"Lex Kloska" na komisji w Sejmie. "Spodziewamy się awantury"
W listopadzie grupa posłów Polski 2050 i KO wniosła do Sejmu projekt nowelizacji ustawy dotyczący wsparcia odbiorców energii, który proponuje m.in. przywrócenie obliga giełdowego, a także liberalizację zasad budowy lądowych elektrowni wiatrowych.

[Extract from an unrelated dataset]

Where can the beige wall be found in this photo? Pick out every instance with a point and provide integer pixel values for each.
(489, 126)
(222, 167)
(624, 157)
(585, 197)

To właśnie przepisy dotyczące wiatraków budzą największe kontrowersje, ponieważ posłowie nowej większości parlamentarnej proponują w swoim projekcie zmniejszenie wymaganych odległości od zabudowy mieszkaniowej do 300 metrów w przypadku zabudowy wielorodzinnej i 400 metrów w przypadku zabudowy jednorodzinnej.
Rozwiązania są ostro krytykowane przez polityków PiS, którzy przekonują, że ustawa w takim kształcie może doprowadzić do wywłaszczenia ludzi pod farmy wiatrowe. Premier Mateusz Morawiecki stwierdził, że rząd Donalda Tuska jeszcze nie powstał, a już jest jego pierwsza afera – wiatrakowa. Dodał, że na proponowanych przepisach stracą Polacy, a zyskają lobbyści.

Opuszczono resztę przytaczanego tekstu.